15.1.6 Binary File Formats

PGX Binary Format (PGB)

PGX binary format (.pgb) is the proprietary binary format for graph server (PGX), which allows fast and efficient file processing. Fundamentally, the file is a binary dump of the graph and property data. Bytes are written in network byte order (big endian).

Type Encoding

Table 15-3 Type Encoding

Value Type Size in bytes
0 Boolean 1
1 Integer 4
2 Long 8
3 Float 4
4 Double 8
7 String varies
11 Vertex labels varies
13 Local date 4
14 Time 4
15 Timestamp 8
16 Time with time zone 8
17 Timestamp with time zone 12
18 Vector property variable: <sizeof component-type> * <dimension>

File Layout

Table 15-4 File Layout

Size in bytes Description Required Comment
4 magic word Yes 0x99191191
4 vertex size Yes Allowed values are 4 and 8.
4 edge size Yes Allowed values are 4 and 8.
<vertex size> number of vertices Yes  
<edge size> number of edges Yes  
<edge size> * (<numVertices> + 1) edge begin array Yes  
<vertex size> * <numEdges> destination vertex array Yes  
1 component bitmap Yes
  • 0x0001: node keys
  • 0x0002: vertex labels
  • 0x0004: edge label
  • 0x0008: edge keys
  • other bits: reserved
4 vertexKey type No Only present if component bitmap & 0x0001 == 0x0001. See Table 15-3 for type encoding.
<vertex key layout> vertex keys No Only present if component bitmap & 0x0001 == 0x0001.
4 edgeKey type No Only present if component bitmap & 0x0008 == 0x0008. See table Table 15-3 for type encoding
<numEdges> * 8 edge keys No Only present if component bitmap & 0x0008 == 0x0008.
4 number of vertex properties Yes  
<num vertex properties> * <property layout> property data Yes See Table 15-10.
4 number of edge properties Yes  
<num edge properties> * <property layout> property data Y See Edge Property Layout.
<vertex labels layout> vertex labels No Only present if component bit & 0x0002 == 0x0002.
<edge labels layout> edge label No Only present if component bit & 0x0004 == 0x0004.
4 number of shared pools Yes  
<shared pools size> shared pools No  
<property names size> property names No Only present if component bit & 0x0010 == 0x0010. See Table 15-19.

Vertex Key Layout

The layout of vertex keys depends on the vertexKey type. PGB supports integer, long and string vertex keys.

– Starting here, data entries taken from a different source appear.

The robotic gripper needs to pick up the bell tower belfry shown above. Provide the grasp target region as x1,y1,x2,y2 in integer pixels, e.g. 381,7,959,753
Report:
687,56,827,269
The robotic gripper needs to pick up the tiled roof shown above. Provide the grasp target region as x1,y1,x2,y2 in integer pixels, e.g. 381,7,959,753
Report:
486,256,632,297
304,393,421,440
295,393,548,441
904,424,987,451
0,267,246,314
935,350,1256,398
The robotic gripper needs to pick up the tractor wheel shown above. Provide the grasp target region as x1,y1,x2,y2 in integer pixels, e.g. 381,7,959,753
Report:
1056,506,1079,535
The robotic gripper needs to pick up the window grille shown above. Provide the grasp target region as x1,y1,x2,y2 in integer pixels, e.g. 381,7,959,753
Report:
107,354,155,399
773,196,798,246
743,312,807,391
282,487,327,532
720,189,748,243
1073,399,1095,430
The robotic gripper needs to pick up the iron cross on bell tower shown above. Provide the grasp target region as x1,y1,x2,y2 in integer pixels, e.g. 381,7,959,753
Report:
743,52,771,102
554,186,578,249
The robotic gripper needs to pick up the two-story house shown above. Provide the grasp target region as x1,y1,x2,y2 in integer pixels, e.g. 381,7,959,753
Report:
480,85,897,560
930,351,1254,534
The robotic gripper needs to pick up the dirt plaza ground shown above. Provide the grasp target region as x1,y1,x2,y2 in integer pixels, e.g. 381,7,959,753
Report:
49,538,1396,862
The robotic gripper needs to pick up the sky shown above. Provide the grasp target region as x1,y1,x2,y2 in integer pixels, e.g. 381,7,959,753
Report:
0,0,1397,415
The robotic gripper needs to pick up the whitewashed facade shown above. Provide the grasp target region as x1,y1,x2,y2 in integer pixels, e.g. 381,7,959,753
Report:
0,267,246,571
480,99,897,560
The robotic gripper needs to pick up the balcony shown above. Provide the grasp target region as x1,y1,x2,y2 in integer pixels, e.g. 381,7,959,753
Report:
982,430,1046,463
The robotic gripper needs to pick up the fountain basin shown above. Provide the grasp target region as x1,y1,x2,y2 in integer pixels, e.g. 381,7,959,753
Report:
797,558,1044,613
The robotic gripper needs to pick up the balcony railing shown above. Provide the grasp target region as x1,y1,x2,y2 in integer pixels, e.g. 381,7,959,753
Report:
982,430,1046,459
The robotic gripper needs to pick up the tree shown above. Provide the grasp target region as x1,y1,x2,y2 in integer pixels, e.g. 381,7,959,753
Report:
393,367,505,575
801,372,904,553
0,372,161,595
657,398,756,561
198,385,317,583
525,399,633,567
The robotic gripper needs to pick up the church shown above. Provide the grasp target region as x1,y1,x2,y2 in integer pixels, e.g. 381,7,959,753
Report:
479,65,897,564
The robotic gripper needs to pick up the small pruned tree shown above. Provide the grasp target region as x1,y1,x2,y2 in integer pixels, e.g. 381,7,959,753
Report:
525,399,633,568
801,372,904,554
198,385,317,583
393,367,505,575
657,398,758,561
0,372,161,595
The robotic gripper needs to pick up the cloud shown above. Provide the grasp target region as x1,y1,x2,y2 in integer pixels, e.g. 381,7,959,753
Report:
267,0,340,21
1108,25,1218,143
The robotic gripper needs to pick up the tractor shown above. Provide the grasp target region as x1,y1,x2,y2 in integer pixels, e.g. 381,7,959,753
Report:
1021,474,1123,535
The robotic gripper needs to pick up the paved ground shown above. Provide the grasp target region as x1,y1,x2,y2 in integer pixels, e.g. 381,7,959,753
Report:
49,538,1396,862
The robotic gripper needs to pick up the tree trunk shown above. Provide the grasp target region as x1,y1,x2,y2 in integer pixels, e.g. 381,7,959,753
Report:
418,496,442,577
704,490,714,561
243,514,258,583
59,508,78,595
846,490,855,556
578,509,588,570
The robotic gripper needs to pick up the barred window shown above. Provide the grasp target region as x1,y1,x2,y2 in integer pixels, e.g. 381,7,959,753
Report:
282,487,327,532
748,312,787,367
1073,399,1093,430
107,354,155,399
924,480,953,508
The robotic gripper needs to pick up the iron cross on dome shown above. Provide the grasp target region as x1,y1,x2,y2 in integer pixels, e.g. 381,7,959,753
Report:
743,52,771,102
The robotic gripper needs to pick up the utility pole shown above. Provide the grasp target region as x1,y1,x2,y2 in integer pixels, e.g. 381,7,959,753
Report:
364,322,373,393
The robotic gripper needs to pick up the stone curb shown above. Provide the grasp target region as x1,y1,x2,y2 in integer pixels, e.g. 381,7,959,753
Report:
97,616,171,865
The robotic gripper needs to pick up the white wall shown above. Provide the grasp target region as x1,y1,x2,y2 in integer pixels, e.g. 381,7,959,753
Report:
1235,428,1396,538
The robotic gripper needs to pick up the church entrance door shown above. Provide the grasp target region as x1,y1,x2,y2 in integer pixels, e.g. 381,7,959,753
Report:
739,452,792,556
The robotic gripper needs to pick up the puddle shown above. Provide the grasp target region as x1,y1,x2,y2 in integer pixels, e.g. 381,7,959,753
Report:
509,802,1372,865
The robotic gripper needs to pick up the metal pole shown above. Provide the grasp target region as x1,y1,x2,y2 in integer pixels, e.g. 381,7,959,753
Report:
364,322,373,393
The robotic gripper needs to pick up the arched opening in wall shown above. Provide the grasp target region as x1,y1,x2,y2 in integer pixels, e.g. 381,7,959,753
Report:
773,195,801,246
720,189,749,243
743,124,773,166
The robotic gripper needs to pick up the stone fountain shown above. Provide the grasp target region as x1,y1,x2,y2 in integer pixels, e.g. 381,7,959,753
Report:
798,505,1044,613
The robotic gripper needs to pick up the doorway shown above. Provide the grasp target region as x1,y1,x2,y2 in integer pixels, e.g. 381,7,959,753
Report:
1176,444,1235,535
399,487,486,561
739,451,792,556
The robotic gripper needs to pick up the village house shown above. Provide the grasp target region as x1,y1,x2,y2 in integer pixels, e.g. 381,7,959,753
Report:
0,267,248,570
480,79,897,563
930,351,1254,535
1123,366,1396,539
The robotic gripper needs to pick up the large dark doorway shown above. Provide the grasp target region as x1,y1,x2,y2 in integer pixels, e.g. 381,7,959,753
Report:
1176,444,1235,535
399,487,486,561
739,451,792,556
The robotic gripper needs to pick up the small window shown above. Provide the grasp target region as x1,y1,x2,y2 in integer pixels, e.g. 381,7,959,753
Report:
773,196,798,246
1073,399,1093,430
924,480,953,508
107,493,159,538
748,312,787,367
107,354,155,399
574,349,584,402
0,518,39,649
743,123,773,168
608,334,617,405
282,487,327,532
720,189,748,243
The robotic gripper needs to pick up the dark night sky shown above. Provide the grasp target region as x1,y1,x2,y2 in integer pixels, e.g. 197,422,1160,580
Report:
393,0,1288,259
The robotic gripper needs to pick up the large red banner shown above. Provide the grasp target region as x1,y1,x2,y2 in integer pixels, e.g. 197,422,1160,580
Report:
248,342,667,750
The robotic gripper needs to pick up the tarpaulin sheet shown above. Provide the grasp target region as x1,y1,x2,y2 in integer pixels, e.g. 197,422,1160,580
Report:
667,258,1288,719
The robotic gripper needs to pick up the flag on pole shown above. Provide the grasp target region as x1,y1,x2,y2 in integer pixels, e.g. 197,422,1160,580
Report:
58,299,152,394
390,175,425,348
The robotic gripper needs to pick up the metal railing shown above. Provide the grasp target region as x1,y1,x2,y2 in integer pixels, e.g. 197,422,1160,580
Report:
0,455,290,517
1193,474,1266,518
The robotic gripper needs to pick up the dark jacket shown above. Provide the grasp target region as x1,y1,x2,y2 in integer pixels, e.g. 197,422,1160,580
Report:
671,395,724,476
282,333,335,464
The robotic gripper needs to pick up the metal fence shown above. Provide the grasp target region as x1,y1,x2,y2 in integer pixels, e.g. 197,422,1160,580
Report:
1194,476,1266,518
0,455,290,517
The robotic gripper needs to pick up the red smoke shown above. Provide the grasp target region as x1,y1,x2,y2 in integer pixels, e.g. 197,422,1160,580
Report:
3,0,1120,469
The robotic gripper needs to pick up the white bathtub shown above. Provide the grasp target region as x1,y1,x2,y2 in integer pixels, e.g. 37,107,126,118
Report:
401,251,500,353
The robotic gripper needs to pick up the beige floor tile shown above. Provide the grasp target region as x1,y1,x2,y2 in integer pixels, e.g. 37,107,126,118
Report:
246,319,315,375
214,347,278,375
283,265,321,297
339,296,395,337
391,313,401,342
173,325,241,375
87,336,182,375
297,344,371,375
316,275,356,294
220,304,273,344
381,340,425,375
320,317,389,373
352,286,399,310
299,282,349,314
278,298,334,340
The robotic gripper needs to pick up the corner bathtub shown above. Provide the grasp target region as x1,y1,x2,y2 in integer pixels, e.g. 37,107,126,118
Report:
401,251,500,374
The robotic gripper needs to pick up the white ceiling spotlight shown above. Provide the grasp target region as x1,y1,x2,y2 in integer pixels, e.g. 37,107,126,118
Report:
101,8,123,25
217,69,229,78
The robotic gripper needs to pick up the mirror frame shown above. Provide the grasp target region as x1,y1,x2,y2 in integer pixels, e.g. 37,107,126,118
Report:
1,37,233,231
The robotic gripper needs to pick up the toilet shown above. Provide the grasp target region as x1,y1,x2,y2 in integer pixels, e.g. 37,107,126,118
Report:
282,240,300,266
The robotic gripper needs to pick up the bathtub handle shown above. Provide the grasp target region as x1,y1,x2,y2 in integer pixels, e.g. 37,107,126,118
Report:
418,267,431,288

Table 15-5 Integer Vertex Keys

Size in bytes Description Required Comment
<numVertices> * 4 key data Yes For each vertex, the corresponding integer key value.

Table 15-6 Long Vertex Keys

Size in bytes Description Required Comment
<numVertices> * 8 key data Yes For each vertex, the corresponding long key value.

Table 15-7 String Vertex Keys

Size in bytes Description Required Comment
4 compression scheme Yes reserved (must be 0)
8 property size Yes size of each element in bytes in the following data
<number of keys> * <string key element layout> string key data Yes content of the vertex keys (see Table 15-5)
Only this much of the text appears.